A lot of "event-driven" systems are really command-driven systems with a queue in the middle. That's fine - it's still a useful pattern - but the design implications are different. An event has zero, one, or many subscribers, none of which the publisher knows about. A command has exactly one intended handler. If you build your topics as email.send.requested and your handler is a single email service, that's a command in event clothing. There's nothing wrong with it, but don't expect to bolt three more subscribers onto that topic later and have the system behave correctly.

The other thing to nail down is in-process events vs cross-process events. Node's built-in EventEmitter is event-driven, technically. So is EventTarget. So is anything built on RxJS. None of these survive a process restart, cross a network boundary, or coordinate work between two pods of your service. When people say "event-driven architecture" with capital letters, they almost always mean durable, cross-process events - events that live in a broker, can be replayed, and reach subscribers that weren't running when the event was originally produced.

This article is about the durable kind. In-process emitters are a great tool, but they don't change your architecture.

The Two Real Choices: Kafka vs RabbitMQ

There are dozens of brokers. NATS, Redis Streams, AWS SQS, Google Pub/Sub, Azure Service Bus, ActiveMQ, Pulsar. They all have legitimate use cases. But in the wild, in Node services, the choice almost always comes down to Kafka or RabbitMQ. So let's talk about why, and which one fits which problem.

Kafka is a distributed, partitioned, append-only log. That sentence sounds boring until you internalize it. A Kafka topic is a log file (well, a set of log files - one per partition). Producers append messages to the end. Consumers read forward from some offset and remember where they were. Nothing is ever "consumed" in the sense of being removed; the broker keeps messages around for a configured retention period (typically days to weeks) regardless of who has or hasn't read them.

This has consequences. You can replay every event from the last seven days by resetting a consumer group's offset to zero. You can have ten consumer groups reading the same topic independently - the loyalty service and the fraud service and the analytics pipeline all see every OrderPlaced, each at their own pace, none affecting the others. You can scale a single consumer group horizontally by adding instances and Kafka redistributes partitions to them. And because each partition is strictly ordered, you can guarantee that all events for the same order_id are processed in the order they were produced, as long as you partition by order_id.
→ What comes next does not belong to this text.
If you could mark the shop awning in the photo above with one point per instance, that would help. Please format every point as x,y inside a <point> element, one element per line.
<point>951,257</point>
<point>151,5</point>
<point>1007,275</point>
RabbitMQ is a smart router with queues. Producers send messages to exchanges, which use bindings to decide which queues should receive a copy. Consumers pull from queues, and once a message is acknowledged it's gone from the queue forever. There's no built-in replay. There's no built-in partitioning by key. What you get instead is flexible routing - topic exchanges with wildcard bindings, fanout exchanges that broadcast to every bound queue, direct exchanges that route by exact key - and excellent support for per-message workflows like priority, TTL, dead-letter exchanges, and per-consumer prefetch.

The mental shift between them: Kafka is "stream of facts, read at your own pace, replay whenever you need to." RabbitMQ is "work item, route it intelligently, hand it to exactly one worker, retry on failure."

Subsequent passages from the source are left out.